Die Polizei schildert hier einen Vorfall vom Samstagabend, bei dem eine 78-jährige Bewohnerin eines Leipziger Pflegeheims vermisst wurde. Für die Frau bestand aufgrund der nächtlichen Bekleidung und der kühlen Temperaturen Lebensgefahr. Dementsprechend groß war der Rettungseinsatz der Polizei mit Hubschrauber, zahlreichen Beamten zu Fuß und einem Suchhund. Der Einsatz dauerte bis in die Sonntagmorgenstunden an.

Sonntägliches Frühstück gestört

Zu viel Radau für einen Twitter-Nutzer. Öffentlich prangerte dieser unter den Schlagworten „So geht sächsisch“ an, dass die Polizei mit dem Hubschrauber sein sonntägliches Frühstück störe und er sich belästigt fühle.

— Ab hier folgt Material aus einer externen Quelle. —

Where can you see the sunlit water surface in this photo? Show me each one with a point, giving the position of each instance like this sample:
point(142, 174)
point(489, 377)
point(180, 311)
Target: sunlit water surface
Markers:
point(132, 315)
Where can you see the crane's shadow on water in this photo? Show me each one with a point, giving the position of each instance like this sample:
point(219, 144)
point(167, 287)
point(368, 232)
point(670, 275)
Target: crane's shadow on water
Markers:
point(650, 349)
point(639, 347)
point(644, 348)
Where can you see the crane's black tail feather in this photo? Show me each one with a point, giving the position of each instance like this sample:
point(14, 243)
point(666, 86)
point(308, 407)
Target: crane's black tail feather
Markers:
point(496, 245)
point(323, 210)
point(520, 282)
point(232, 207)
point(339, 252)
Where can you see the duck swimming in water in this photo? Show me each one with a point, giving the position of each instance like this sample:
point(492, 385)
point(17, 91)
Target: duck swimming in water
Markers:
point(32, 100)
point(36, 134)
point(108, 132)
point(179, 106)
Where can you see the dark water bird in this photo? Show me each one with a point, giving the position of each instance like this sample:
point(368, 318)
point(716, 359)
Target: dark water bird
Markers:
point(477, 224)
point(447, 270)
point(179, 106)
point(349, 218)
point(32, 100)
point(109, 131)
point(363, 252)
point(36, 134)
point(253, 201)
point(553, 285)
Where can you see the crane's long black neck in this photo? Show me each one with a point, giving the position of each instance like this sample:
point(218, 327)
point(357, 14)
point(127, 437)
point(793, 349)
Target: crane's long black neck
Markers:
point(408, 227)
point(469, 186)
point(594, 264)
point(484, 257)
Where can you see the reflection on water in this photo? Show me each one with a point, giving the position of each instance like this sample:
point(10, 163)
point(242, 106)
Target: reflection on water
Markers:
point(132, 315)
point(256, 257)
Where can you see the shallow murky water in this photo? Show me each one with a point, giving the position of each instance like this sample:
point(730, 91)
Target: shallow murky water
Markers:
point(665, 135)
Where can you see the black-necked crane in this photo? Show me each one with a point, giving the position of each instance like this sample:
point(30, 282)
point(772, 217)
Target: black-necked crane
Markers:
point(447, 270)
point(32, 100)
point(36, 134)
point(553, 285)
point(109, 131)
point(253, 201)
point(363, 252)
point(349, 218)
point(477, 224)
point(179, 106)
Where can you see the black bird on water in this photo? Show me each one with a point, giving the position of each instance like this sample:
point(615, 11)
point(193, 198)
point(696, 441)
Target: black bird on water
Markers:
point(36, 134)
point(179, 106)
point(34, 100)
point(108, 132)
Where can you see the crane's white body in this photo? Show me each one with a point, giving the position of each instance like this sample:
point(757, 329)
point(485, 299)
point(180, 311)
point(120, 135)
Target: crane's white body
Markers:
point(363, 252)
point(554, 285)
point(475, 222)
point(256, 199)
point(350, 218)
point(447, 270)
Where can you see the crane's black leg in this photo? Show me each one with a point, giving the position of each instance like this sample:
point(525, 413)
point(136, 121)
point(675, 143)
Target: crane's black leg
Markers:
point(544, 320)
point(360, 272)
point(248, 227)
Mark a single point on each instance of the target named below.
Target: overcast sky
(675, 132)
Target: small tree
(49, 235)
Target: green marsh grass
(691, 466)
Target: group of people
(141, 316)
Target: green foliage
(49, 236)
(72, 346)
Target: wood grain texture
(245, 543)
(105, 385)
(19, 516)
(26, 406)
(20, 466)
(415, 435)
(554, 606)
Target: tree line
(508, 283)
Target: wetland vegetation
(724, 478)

„Nein, wir entschuldigen uns nicht für den Einsatz unseres Hubschraubers“ kontert die Polizei auf Facebook. „Wenn man keine anderen Sorgen hat, als eine Geräuschbeeinträchtigung während andere in Sorge um Leib und Leben ihrer Angehörigen sind, dann verkennt man scheinbar die Realität. Regen sich solche Menschen dann auch über Martinshorn von Streifenwagen, Feuerwehr und Rettungsdienst auf?“, heißt es weiter.

Eine Einstellung, die anscheinend viele Nutzer teilen. „Leider gibt es viel zu viele die leider überhaupt keinen Respekt vor Polizei, Rettungsdienst und Feuerwehr haben. Solche sind dann auch die ersten die sich beschweren wenn sie warten müssen. Es ist eine schlimme Gesellschaft geworden, viele denken nur noch an sich.“ schreibt Nutzer „Barkas SMH2“.

Frank Thierbach schreibt in den Kommentaren: „Hier gibt es überhaupt nichts zum Aufregen. Und zum entschuldigen gleich gar nichts. Die Bürger welche hier ihre Ruhe haben wollen, sind an Egoismus nicht zu überbieten. „

Viele Nutzer sprechen den Rettungskräften auch Dank aus, wie Silke Seemann, die schreibt: „Ich bin so froh das es euch gibt und möchte auf diesem Weg einfach mal „Danke“ sagen, denn es ist schön das es euch gibt!!“

Übergriffe und Anfeindungen auch in Thüringen

Auch in Thüringen kommt es immer wieder zu Zwischenfällen oder sogar Übergriffen auf Polizei- und Rettungskräfte während Einsätzen. Jüngst drehten Unbekannte während eines Großbrandes in Gera drei Hydranten der Feuerwehr ab und brachten damit die Feuerwehrleute in Lebensgefahr.

In Suhl hat ein Rentner mehrere Sanitäter im Rettungseinsatz beschimpft und geschlagen, weil er sich vom lauten Martinshorn gestört fühlte.

Geschichte mit Happy End

Im Fall der Leipziger Vermissten hatte der Einsatz übrigens ein gutes Ende. Die Frau konnte am Sonntag leicht unterkühl, aber ansonsten wohlbehalten gefunden werden.